Había ido de visita a ver a su amigo, cuando encontró al hijo de éste, un tanto mayorcito ya, chupándose el dedo gordo. El amigo, con buena intención le dijo al niño:
? ¿Sabe bueno?
? ¿Quiere probarlo?, le dijo el niño señalándole el dedo.
Quien tiene a Dios en la lengua, encuentra en todas las cosas el gusto de Dios (Maestro Eckhart). Gustad y ved qué bueno es el Señor; dichoso el que se acoge a él (Sal 33, 9). Los mandatos de Yahvéh son rectos, alegran el corazón, son más dulces que la miel de un panal que destila (Sal 19, 9-11). Ezequiel se alimenta de la Palabra de Dios, y comió el rollo. Lo comí y me supo en la boca dulce como la miel (Ez 3, 1-3)
Los profetas, al hablar de Dios, han utilizado toda la imaginería asociada al gusto. El Señor de los ejércitos preparará para todos los pueblos en este monte, un festín de manjares suculentos, un festín de vinos de solera; manjares enjundiosos y vinos generosos (Is 25, 6). Éste es el gran símbolo del cielo que presenta la Escritura, ya en el Antiguo Testamento. Y todos los pueblos a través de todas las épocas hemos entendido y vivido la fiesta como eso, como comida y banquete y festín donde no puede faltar un buen vino.
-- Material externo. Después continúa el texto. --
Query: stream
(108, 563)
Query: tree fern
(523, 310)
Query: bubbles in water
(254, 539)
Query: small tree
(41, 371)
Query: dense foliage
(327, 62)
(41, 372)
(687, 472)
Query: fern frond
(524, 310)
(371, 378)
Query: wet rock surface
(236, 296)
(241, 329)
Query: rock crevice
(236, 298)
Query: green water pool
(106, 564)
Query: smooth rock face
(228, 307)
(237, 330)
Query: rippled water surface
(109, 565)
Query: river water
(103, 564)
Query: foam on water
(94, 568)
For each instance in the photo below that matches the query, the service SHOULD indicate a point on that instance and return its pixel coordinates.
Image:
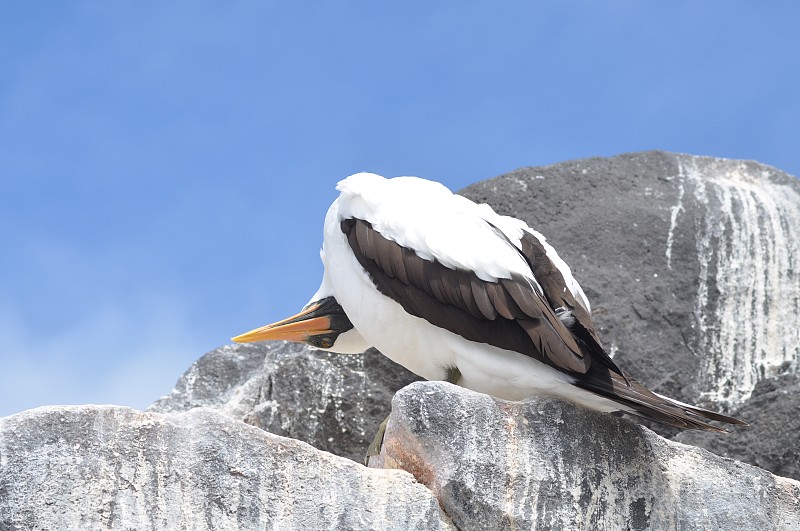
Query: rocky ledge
(452, 459)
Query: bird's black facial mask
(330, 308)
(319, 324)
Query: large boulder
(692, 266)
(103, 467)
(452, 458)
(333, 402)
(547, 464)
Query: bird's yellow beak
(295, 328)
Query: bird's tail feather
(625, 390)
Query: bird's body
(444, 286)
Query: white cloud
(128, 355)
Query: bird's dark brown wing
(559, 296)
(509, 313)
(512, 314)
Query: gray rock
(692, 266)
(331, 401)
(772, 441)
(548, 464)
(93, 467)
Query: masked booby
(453, 291)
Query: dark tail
(625, 390)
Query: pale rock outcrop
(105, 467)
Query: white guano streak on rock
(673, 218)
(755, 240)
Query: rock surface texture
(546, 464)
(333, 402)
(692, 266)
(90, 467)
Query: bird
(454, 291)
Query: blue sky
(165, 167)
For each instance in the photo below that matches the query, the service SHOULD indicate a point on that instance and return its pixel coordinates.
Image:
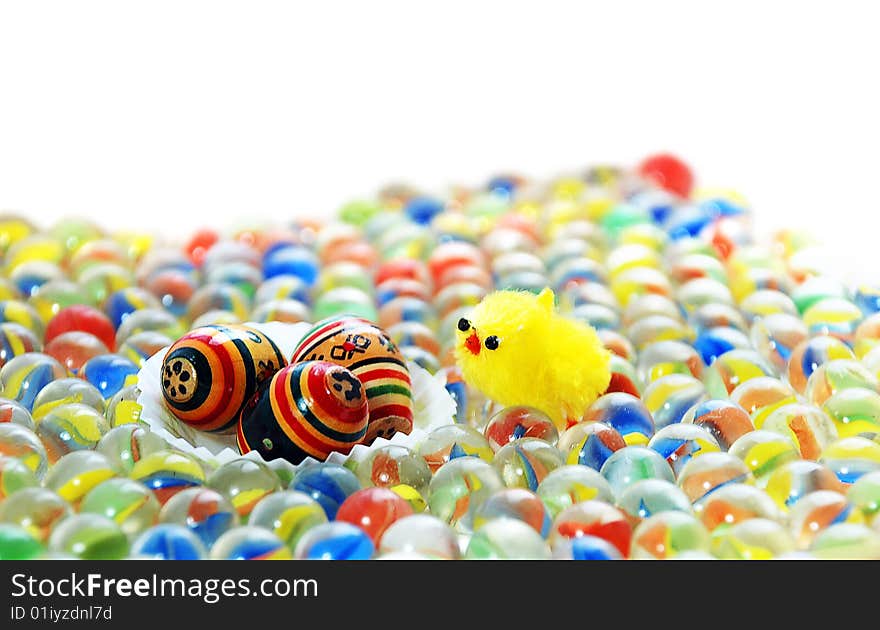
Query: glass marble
(392, 465)
(733, 368)
(89, 537)
(761, 396)
(156, 319)
(515, 503)
(590, 443)
(817, 511)
(711, 343)
(123, 407)
(248, 542)
(763, 451)
(735, 503)
(328, 484)
(109, 373)
(654, 328)
(572, 484)
(679, 443)
(864, 494)
(71, 427)
(73, 349)
(345, 300)
(337, 540)
(632, 464)
(793, 480)
(506, 539)
(851, 457)
(833, 316)
(168, 472)
(753, 539)
(17, 544)
(832, 377)
(67, 391)
(525, 462)
(670, 397)
(710, 316)
(648, 305)
(16, 340)
(23, 444)
(373, 510)
(625, 413)
(846, 541)
(22, 378)
(668, 357)
(668, 534)
(76, 473)
(459, 487)
(421, 533)
(36, 510)
(776, 336)
(513, 423)
(808, 427)
(122, 303)
(585, 548)
(451, 441)
(283, 287)
(15, 476)
(168, 542)
(704, 475)
(810, 354)
(129, 503)
(645, 498)
(289, 514)
(245, 482)
(141, 346)
(82, 318)
(205, 512)
(593, 518)
(13, 413)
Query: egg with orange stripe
(369, 352)
(211, 372)
(311, 408)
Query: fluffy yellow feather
(517, 350)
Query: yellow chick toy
(517, 350)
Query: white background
(174, 114)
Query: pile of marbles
(741, 422)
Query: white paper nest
(432, 407)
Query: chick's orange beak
(472, 343)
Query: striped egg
(372, 356)
(211, 372)
(312, 408)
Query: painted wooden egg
(211, 372)
(369, 352)
(310, 408)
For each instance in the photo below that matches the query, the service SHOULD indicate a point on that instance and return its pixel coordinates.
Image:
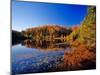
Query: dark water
(34, 57)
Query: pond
(34, 57)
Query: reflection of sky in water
(28, 60)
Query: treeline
(17, 37)
(47, 32)
(86, 33)
(83, 44)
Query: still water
(33, 57)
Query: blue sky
(33, 14)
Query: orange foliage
(79, 56)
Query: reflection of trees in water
(45, 45)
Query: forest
(81, 39)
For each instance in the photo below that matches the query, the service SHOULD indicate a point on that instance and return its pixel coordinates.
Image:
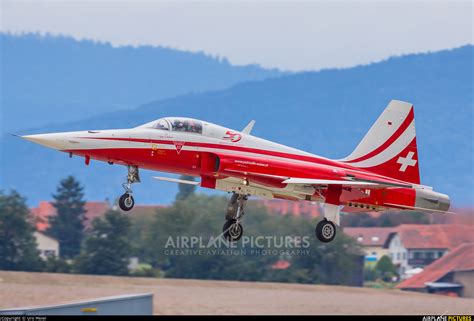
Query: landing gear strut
(126, 201)
(232, 228)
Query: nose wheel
(232, 230)
(325, 231)
(126, 201)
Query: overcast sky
(291, 35)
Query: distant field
(173, 296)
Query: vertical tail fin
(389, 147)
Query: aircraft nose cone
(55, 141)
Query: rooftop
(459, 259)
(435, 236)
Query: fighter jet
(381, 173)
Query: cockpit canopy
(177, 124)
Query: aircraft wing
(344, 183)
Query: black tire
(233, 231)
(232, 207)
(325, 231)
(126, 202)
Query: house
(47, 246)
(373, 241)
(413, 245)
(453, 274)
(45, 210)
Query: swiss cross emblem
(178, 146)
(406, 161)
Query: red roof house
(452, 272)
(45, 210)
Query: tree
(17, 243)
(107, 248)
(184, 190)
(68, 225)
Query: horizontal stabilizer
(176, 180)
(414, 208)
(248, 128)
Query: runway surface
(171, 296)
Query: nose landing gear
(325, 231)
(126, 201)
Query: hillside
(324, 112)
(49, 79)
(173, 296)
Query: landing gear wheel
(126, 202)
(233, 230)
(325, 231)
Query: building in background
(47, 246)
(372, 239)
(453, 274)
(45, 210)
(416, 246)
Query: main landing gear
(325, 231)
(232, 229)
(126, 201)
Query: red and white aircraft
(380, 174)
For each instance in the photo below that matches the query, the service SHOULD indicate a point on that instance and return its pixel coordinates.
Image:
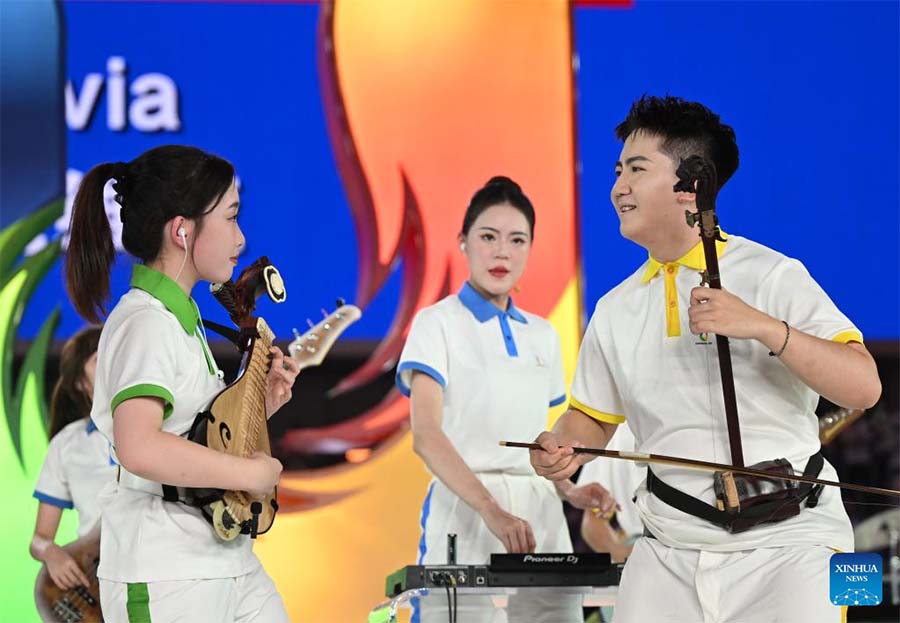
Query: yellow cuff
(597, 415)
(848, 336)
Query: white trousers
(766, 585)
(250, 598)
(530, 497)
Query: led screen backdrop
(359, 131)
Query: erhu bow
(708, 466)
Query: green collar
(168, 293)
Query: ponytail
(91, 250)
(160, 184)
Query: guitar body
(236, 421)
(77, 605)
(236, 424)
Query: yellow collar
(692, 259)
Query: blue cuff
(49, 499)
(558, 401)
(421, 367)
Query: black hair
(160, 184)
(496, 191)
(686, 129)
(70, 400)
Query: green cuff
(145, 390)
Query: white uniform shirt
(640, 362)
(152, 345)
(499, 370)
(621, 478)
(77, 467)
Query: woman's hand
(63, 569)
(281, 379)
(514, 532)
(590, 497)
(264, 474)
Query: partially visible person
(78, 463)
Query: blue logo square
(855, 579)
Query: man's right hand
(553, 461)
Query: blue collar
(484, 310)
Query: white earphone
(182, 233)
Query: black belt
(698, 508)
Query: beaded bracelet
(787, 336)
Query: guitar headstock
(239, 298)
(310, 348)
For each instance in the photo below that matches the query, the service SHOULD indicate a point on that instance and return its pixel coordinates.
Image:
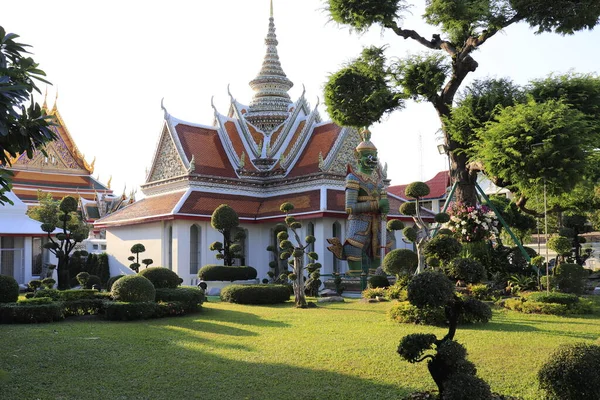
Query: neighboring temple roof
(438, 186)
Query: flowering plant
(472, 223)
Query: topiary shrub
(255, 294)
(161, 277)
(111, 281)
(571, 373)
(400, 262)
(378, 281)
(569, 278)
(9, 289)
(466, 269)
(213, 272)
(133, 288)
(190, 298)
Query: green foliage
(361, 14)
(571, 373)
(410, 234)
(23, 129)
(213, 272)
(430, 289)
(466, 269)
(9, 289)
(442, 247)
(421, 77)
(395, 225)
(408, 208)
(412, 346)
(378, 281)
(133, 288)
(13, 313)
(359, 95)
(161, 277)
(400, 262)
(255, 294)
(123, 311)
(112, 280)
(190, 298)
(569, 278)
(560, 244)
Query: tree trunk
(299, 296)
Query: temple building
(254, 158)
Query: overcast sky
(113, 61)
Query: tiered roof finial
(269, 106)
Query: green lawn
(337, 351)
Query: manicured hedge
(191, 298)
(255, 294)
(12, 313)
(226, 273)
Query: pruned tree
(23, 129)
(72, 230)
(369, 87)
(224, 219)
(296, 253)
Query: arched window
(336, 231)
(195, 246)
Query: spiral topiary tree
(296, 252)
(224, 219)
(71, 231)
(421, 233)
(454, 376)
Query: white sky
(112, 62)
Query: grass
(337, 351)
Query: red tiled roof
(321, 141)
(437, 185)
(201, 203)
(145, 208)
(209, 154)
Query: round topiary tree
(9, 289)
(571, 373)
(133, 288)
(162, 277)
(400, 262)
(467, 270)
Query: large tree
(366, 89)
(23, 129)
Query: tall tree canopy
(464, 26)
(22, 129)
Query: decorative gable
(167, 162)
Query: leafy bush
(120, 311)
(569, 278)
(13, 313)
(190, 298)
(54, 294)
(161, 277)
(226, 273)
(9, 289)
(430, 288)
(466, 269)
(255, 294)
(133, 288)
(571, 373)
(371, 293)
(377, 281)
(111, 281)
(553, 297)
(406, 313)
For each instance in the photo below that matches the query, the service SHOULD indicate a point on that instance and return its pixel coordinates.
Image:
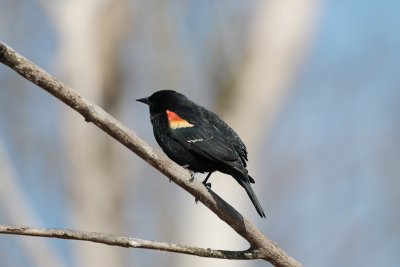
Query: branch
(113, 240)
(260, 244)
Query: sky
(333, 144)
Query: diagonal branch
(265, 248)
(113, 240)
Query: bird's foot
(208, 185)
(191, 172)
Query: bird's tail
(244, 180)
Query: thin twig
(266, 249)
(113, 240)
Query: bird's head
(163, 100)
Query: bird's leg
(190, 171)
(208, 185)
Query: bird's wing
(202, 138)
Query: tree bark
(259, 242)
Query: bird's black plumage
(198, 139)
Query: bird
(198, 139)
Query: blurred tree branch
(261, 247)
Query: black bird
(198, 139)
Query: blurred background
(312, 87)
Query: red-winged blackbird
(198, 139)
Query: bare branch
(265, 248)
(113, 240)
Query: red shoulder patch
(174, 121)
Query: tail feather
(244, 181)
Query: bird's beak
(144, 100)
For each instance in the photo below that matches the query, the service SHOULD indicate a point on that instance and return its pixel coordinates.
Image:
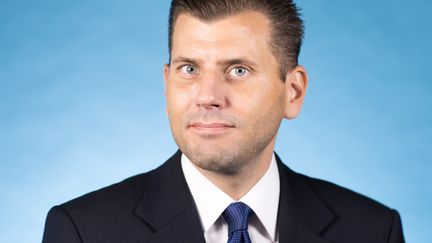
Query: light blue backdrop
(82, 106)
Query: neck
(238, 184)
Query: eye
(189, 69)
(238, 71)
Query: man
(231, 79)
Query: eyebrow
(226, 62)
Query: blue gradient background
(82, 106)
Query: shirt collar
(263, 198)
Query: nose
(211, 93)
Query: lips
(210, 127)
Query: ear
(295, 83)
(166, 73)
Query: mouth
(210, 128)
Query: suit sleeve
(59, 228)
(396, 233)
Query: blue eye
(239, 71)
(189, 69)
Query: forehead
(245, 33)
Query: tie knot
(237, 215)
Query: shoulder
(354, 212)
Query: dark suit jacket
(158, 207)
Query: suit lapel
(168, 207)
(302, 217)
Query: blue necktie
(237, 215)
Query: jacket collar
(168, 207)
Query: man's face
(225, 99)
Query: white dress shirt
(262, 198)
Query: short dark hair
(287, 27)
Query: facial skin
(225, 99)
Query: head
(287, 28)
(232, 78)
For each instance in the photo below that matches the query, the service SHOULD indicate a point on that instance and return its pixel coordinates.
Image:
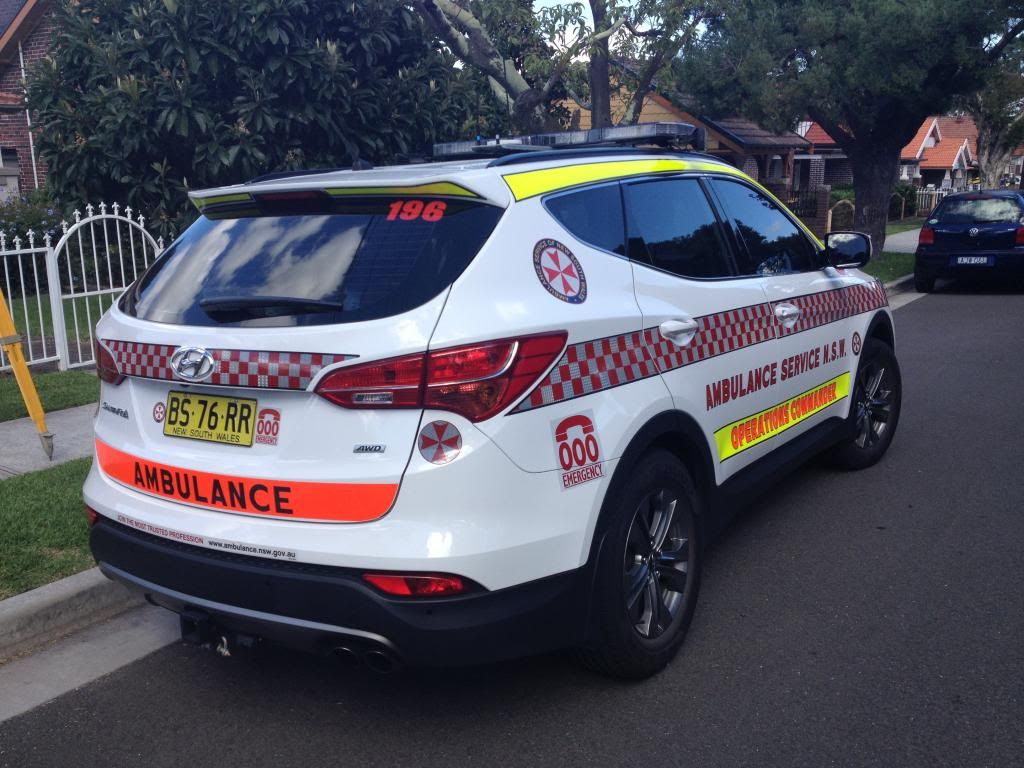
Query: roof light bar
(663, 134)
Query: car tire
(875, 409)
(648, 572)
(923, 283)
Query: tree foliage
(998, 112)
(868, 71)
(645, 35)
(142, 99)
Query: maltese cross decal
(439, 442)
(559, 271)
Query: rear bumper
(317, 608)
(943, 263)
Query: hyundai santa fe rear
(464, 411)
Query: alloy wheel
(655, 563)
(875, 403)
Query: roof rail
(582, 152)
(669, 135)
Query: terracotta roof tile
(910, 151)
(943, 155)
(818, 136)
(958, 128)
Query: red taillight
(417, 586)
(393, 383)
(107, 368)
(476, 381)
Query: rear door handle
(787, 314)
(680, 332)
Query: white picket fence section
(57, 292)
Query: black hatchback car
(975, 236)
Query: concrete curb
(57, 608)
(900, 285)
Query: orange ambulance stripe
(283, 500)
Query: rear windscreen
(312, 263)
(977, 211)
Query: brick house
(823, 163)
(26, 31)
(942, 153)
(761, 154)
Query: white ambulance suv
(462, 411)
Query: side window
(774, 244)
(593, 215)
(671, 225)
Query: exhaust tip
(380, 662)
(346, 655)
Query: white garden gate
(56, 303)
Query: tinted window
(360, 260)
(671, 225)
(594, 215)
(773, 243)
(977, 211)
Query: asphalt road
(854, 620)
En el Evangelio ocurre lo mismo, la imagen escogida por Jesús para decirnos en qué consiste el reino de Dios que él ha venido a anunciarnos, es precisamente un banquete, y no uno cualquiera, sino uno de boda. En ese banquete el mismo Dios es el vino generoso que alegra el corazón y el manjar enjundioso que se hace sabor y gusto y deleite en cada uno de los invitados. Ésta será la fiesta y la alegría del cielo, comer a Dios, es decir, hacer de él nuestro alimento constante, diario, sabroso, deleitoso y vital. Cada cual tendrá de él un sabor distinto, coincidente siempre con la experiencia de lo bueno, y se sentirá saciado a punto para la satisfacción. Si el alimento es el sustento de la vida, Dios será y sólo él nuestra vida para siempre. Jesús se queda como alimento, nos dejó para alimentarnos el pan, convertido en su cuerpo y el vino, convertido en su sangre, de tal manera que, comiendo pan y bebiendo vino, estamos comiendo su carne y bebiendo su sangre.
El ser humano quiere ver paisajes bellos, oír música agradable, saborear manjares exquisitos, tocar objetos placenteros, oler perfumes embriagadores. Todo esto nos lo ofrece la naturaleza y la industria y el comercio, también nos los ofrecen a precios acomodados. Ver, oír, gustar, oler, tocar son muy importantes para poder vivir. Los ojos, los oídos, el gusto, el olfato y el tacto son los órganos de los sentidos y la vía de acceso a toda la información que proviene del exterior y que le permite al cerebro desarrollar su inteligencia, emociones y sentimientos.
Si la vida eterna significa que es contemplar al Dios que es Luz (1Jn 1,5), también significa oír al Dios que es Palabra (1Jn 1,1) y la vida eterna consistirá, también, en el banquete que el Señor celebra con aquel que le abre la puerta (Ap 3,20). El maestro Eckhart decía: Me gusta vivir. Y es que el gusto por la vida nos abre por dentro para gustar al Dios de la Vida y a quien ha venido a traer la vida y la vida en abundancia (Jn 10,10). Gustar a Dios es gustar la vida y gustar la vida es saborear el aire, el mar, los árboles, los pájaros, un atardecer. Vivir es estar permanentemente abiertos a Dios.
Quien saborea a Dios y a la vida, se va haciendo sabroso para los demás y sal para el mundo y uno es sal para el mundo cuando se da cuenta y socorre a los millones de personas que necesitan saborear el pan. He comido demasiado, Señor, mientras a la misma hora en mi ciudad, más de 1.500 personas hacían cola en el comedor social, mientras una mujer comía en el desván lo que había apañado en la basura? (M. Quoist).
Probar a Dios, saborear a Dios, lleva consigo el probar y saborear a los demás, aceptarlos como son y ver todo lo bueno que hay en ellos.